Component architecture of software complex for intelligent analysis of scientific and technical data

Seminars

Laboratory of Information Technologies

Joint Laboratory Seminar

Date and Time: Wednesday, 12 February 2025, at 3:00 PM

Venue: Conference Hall, Meshcheryakov Laboratory of Information Technologies, online on Webinar

Seminar topic: “Component architecture of the software complex for intelligent analysis of scientific and technical data”

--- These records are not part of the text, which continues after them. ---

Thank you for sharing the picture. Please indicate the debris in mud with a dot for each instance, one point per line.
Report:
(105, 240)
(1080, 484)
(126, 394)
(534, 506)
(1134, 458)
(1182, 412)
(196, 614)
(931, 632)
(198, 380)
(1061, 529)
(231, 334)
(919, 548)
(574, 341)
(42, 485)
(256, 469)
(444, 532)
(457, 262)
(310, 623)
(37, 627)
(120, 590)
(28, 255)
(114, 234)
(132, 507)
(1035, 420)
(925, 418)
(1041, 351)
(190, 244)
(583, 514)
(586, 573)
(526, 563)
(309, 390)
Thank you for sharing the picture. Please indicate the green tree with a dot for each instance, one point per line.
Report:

Speaker: Evgeny Antonov (Moscow Engineering Physics Institute)

Abstract:

Modern methods of intelligent data analysis (IDA) based on machine learning, natural language processing, and visualisation technologies require adaptation to the specifics of scientific and technical information (STI), which is characterised by a variety of formats and unstructured and poorly structured data. The present work deals with the development of the component architecture of the STI IDA program complex, which provides horizontal scalability for working with big data. The author presents specialised algorithms for data extraction and saturation, taking into account the peculiarities of scientific publications, including the extraction of text keywords, physical quantities and units of measurement, chemical elements, tables, images, the unification of names of affiliations and countries, and the definition of intergovernmental associations. The program complex is composed of four main blocks: a client-server module, a distributed workflow management module, a data processing and saturation module, and a data warehouse. The system’s architecture offers flexibility, enabling the augmentation of its functionality through the integration of contemporary technological solutions. The system’s capacity to operate with diverse data sources, encompassing PDF documents, web pages, and databases, is a notable feature. It furnishes interactive analytical dashboards to facilitate the visualisation of results, thereby enhancing the system’s utility. The theoretical and practical significance of the work is evident in the development of existing approaches to IDA and the implementation of the developed solutions in real-world projects. In particular, the system has been successfully implemented in several notable projects, including the creation of a database of properties and structures of irradiated materials, the digitalisation of experimental data, and the establishment of a repository of scientific publications from the Joint Institute for Nuclear Research.

(Based on materials of a Candidate’s dissertation.)